1. Our Pick: Death Wish Whole Bean Coffee

Death-Wish-Organic-USDA-Certified-Whole-Bean-Coffee

Self-proclaimed as the world’s strongest coffee, Death Wish Coffee nails its colors firmly to the mast.

The unique and invigorating blend of Arabica and Robusta beans slowly roasted and packing double the caffeine content of regular coffee, this organic Fair Trade is perfect for espresso. These beans are also Kosher and USDA Certified Organic.

You’ll get a dark, sultry coffee which is smooth and leaves no trace of bitterness or aftertaste. There’s a subtle but unmistakable undertone of chocolate and just a hint of cherry.

The dark roast leads to a bold flavor as you’d expect from a coffee named Death Wish.

We’ve saved the best for last, too…

It’s always risky trying a new coffee. Will you like it? How about the aftertaste? Will you find it too strong? None of these questions really matters with Death Wish since you’ll be eligible for a refund if you’re not completely happy. What’s not to love?


2. Runner-Up: Lavazza Super Crema Whole Bean Coffee

Lavazza-Super-Crema-Whole-Bean-Coffee-Blend,-Medium-Espresso-Roast

You’re probably used to seeing Lavazza in red packaging but these super crema beans come in muted blue.
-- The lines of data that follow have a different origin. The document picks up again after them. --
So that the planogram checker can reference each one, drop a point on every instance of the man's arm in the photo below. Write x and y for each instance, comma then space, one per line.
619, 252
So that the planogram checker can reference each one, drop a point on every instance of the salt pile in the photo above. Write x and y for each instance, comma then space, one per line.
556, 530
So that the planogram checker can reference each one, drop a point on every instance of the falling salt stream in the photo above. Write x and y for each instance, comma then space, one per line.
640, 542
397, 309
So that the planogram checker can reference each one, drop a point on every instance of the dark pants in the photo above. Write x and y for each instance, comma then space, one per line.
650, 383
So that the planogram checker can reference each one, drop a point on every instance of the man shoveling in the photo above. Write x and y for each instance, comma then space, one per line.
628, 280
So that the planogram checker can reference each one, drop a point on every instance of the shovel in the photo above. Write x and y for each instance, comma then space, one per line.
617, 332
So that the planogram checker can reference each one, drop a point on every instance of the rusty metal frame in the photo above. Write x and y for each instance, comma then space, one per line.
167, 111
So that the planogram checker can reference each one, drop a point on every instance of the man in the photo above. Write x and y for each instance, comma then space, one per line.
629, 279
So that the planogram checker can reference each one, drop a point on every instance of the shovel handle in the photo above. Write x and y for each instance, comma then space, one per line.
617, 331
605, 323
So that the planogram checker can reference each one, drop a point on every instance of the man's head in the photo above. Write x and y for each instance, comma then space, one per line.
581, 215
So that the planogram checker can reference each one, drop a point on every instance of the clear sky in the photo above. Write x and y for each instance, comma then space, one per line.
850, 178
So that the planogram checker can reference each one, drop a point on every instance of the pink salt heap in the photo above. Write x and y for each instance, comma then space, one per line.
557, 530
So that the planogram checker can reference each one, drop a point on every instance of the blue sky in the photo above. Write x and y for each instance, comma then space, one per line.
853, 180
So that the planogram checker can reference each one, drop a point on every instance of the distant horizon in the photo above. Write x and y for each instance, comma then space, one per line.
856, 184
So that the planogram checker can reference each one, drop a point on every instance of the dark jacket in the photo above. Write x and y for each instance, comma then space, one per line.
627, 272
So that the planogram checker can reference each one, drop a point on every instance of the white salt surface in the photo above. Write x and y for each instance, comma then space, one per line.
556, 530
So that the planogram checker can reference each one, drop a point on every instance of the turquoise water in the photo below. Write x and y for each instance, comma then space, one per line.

Where Death Wish is defiantly dark, this mild and creamy espresso roast is a little subtler. You’ll taste honey and almonds vying with fruit in a freshly ground coffee that’s ideal for those morning shots or a slightly longer drink later in the day.

The aroma level is rated 4 out of 5 with a mix of Arabica and Robusta tailor-made for those short, strong shots. The Arabica beans are sourced from India, Colombia and Brazil while the contrasting Robusta beans come from Vietnam and Indonesia. You’ve got a truly multicultural melting pot

These beans are best used in a dedicated espresso machine. You’ll get by far the freshest cup of coffee by grinding your beans directly before brewing. Make sure, too, that you store your beans correctly.

Lavazza has been in the coffee business since the late 1890s and all this expertise comes to bear on this impeccable espresso blend. Enjoy your coffee just the way the Italians like it.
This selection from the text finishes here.